As you watch Republican and Democratic attempts to reach out to Catholic voters, you can imagine that some clever political strategist has secretly divided us into "Red Catholics" and "Blue Catholics," the current nomenclature for our polarized citizenry.
If political strategists have yet to coin some new buzzword, it’s not for a lack of interest in the Catholic voter. During a presidential election year when campaign teams have targeted religious groups as if something beyond four years of earthly rewards were at stake, Catholic votes have become among the hottest electoral commodities. Republicans and Democrats both realize what one recent poll has only reinforced: Catholics serve as an "indicator of presidential preferences for the entire nation." The candidate who persuaded the most Catholics to choose him won every presidential election from Nixon in 1972 to Clinton in 1996.
The idea that such a stark division in Catholic America exists as it does in the rest of the country might have some merit. According to a recent poll, 40 percent of Catholics will vote for Bush, 40 percent for Kerry, and the rest remain undecided.

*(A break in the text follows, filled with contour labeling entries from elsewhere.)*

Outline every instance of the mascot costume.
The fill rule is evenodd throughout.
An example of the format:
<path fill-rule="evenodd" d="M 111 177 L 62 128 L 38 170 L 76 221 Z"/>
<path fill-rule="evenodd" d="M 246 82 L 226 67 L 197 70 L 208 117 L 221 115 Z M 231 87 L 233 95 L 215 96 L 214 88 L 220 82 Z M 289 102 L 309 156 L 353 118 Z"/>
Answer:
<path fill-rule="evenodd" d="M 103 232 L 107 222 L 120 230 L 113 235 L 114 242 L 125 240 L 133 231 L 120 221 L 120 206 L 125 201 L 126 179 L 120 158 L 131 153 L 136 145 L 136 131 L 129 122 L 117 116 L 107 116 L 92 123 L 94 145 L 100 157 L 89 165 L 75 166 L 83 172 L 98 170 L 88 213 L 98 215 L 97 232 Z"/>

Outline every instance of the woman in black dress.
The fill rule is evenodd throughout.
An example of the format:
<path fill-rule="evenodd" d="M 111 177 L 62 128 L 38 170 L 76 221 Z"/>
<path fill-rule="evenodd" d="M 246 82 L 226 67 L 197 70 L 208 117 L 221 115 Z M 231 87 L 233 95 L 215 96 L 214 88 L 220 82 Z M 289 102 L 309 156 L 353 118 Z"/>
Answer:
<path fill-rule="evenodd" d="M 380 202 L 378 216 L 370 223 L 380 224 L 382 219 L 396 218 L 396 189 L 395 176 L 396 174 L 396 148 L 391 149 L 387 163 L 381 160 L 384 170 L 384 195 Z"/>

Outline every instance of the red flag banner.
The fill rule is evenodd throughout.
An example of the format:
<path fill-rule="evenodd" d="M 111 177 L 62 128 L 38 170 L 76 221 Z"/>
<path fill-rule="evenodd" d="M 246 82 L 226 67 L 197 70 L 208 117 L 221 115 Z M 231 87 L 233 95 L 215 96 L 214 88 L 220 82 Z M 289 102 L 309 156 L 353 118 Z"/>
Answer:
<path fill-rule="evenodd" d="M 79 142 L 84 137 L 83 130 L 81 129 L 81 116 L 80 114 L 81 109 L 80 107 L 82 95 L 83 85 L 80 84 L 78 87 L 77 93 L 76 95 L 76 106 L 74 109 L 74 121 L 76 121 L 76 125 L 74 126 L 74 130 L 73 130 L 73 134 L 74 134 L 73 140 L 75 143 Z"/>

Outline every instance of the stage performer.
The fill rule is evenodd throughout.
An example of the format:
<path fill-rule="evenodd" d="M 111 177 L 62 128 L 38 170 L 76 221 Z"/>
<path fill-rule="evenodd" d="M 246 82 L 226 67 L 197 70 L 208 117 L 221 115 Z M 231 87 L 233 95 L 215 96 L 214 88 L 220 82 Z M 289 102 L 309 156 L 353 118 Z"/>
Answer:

I’ve been working the past few months with about a dozen Catholic colleges across the country to encourage a more informed debate on the relationship between Catholic ethics and political issues during this presidential election year. In my travels, I have certainly come across "Red Catholics," or people of faith who are likely to regard criminalizing abortion as their top political priority and are probable Bush supporters. At the same time, I have encountered "Blue Catholics," or people of faith who usually prioritize a more just economy, improved health care, and a foreign policy committed to peace and just trade.